JFC covered the following items at its May 9 executive session:
- Employment Relations Commission
- Investment Board
- Lieutenant Governor
- Government Accountability Board
- Public Service Commission
- Shared Revenue and Tax Relief — Direct Aid Payments
- Shared Revenue and Tax Relief — Property Tax Credits
- Shared Revenue and Tax Relief — Property Taxation
- Shared Revenue and Tax Relief — Local Revenue Options
- Residency Requirements
- Wisconsin Economic Development Corporation
- Safety and Professional Services – Department-wide and Professional Regulation
- Safety and Professional Services — Buildings and Environmental Regulation
- Veterans Affairs — Veterans Homes, Cemeteries, and Memorials
- Wisconsin Technical College System
Items Of Note:
The committee voted to audit the Government Accountability Board, which is the state agency tasked with overseeing ethics rules and elections.
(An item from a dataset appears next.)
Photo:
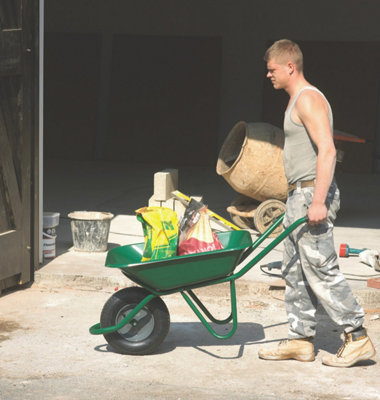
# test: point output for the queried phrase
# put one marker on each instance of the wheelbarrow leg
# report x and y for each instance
(232, 317)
JFC voted to make funding for WEDC conditional upon new compliance and reporting requirements in response to LAB’s audit. Under the motion, WEDC is only guaranteed funding for next year. Additional funding will only be awarded if the agency can show it is complying with the audit.
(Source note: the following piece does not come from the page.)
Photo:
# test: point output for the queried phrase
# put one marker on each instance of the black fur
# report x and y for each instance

WEDC is also required to make a written request and appear before the committee before starting a new nonprofit foundation to raise private money for economic development efforts. JFC also approved language that would require WEDC to follow the state purchasing rules.
In addition, all WEDC employees would be required to file a yearly financial statement with the state. This is a change from current law, which only requires the WEDC CEO, currently Reed Hall, to make this filing.
A point to highlight – Sen. Wirch introduced a motion requiring the transfer of $1,000,000 in segregated environmental funding and the authority to administer the brownfield site assessment grant program from WEDC to DNR. That motion passed 16-0.
Other motions introduced by Democratic members of the committee failed. The Democratic motion would have removed all additional WEDC funding and would have given the WEDC board more authority. Specifically, the authority to elect the chair of the WEDC board instead of it automatically being the governor, and the sole authority to hire the WEDC CEO. The motion would also have given the WEDC board authority over WEDC rules and polices. While these motions did not pass, they give you a sense of what minority members of the legislature will be looking for, and may introduce as individual bills.
Gov. Walker’s original budget proposal would have removed the ability of local units of government to require public employees live within the limits of that unit. The lively debate on this issue largely centered on Milwaukee, which has had a residency rule since 1938 according to the Milwaukee Journal Sentinel.
In the end, JFC adopted a compromise measure – units of governments will be allowed to set a 15 mile limit for police officers, firefighters and other emergency personnel, but all other public employees may live where they choose.
Performance Based Funding
Under Gov. Walker’s proposed budget, Wisconsin’s Technical College System was to move to 100% performance based state funding by 2019-20. JFC voted to cap the performance based portion of the system’s funds at 30% by 2016-17.
JFC also passed a measure that would bar utility ratepayers from having to bear any costs for a proposed streetcar in Milwaukee. Under the JFC proposal, the funding would instead come from Milwaukee taxpayers. This is likely to kill the streetcar proposal.
One of the more curious motions of the day was a ban on bans. The successful motion, a reaction to New York City’s ban on super-sized soft drinks, specifically prohibits any city, village, town, or county in Wisconsin from enacting an ordinance that bans, prohibits, or otherwise restricts the sale of food or nonalcoholic beverages based on calorie count, portion size, or other nutritional criteria.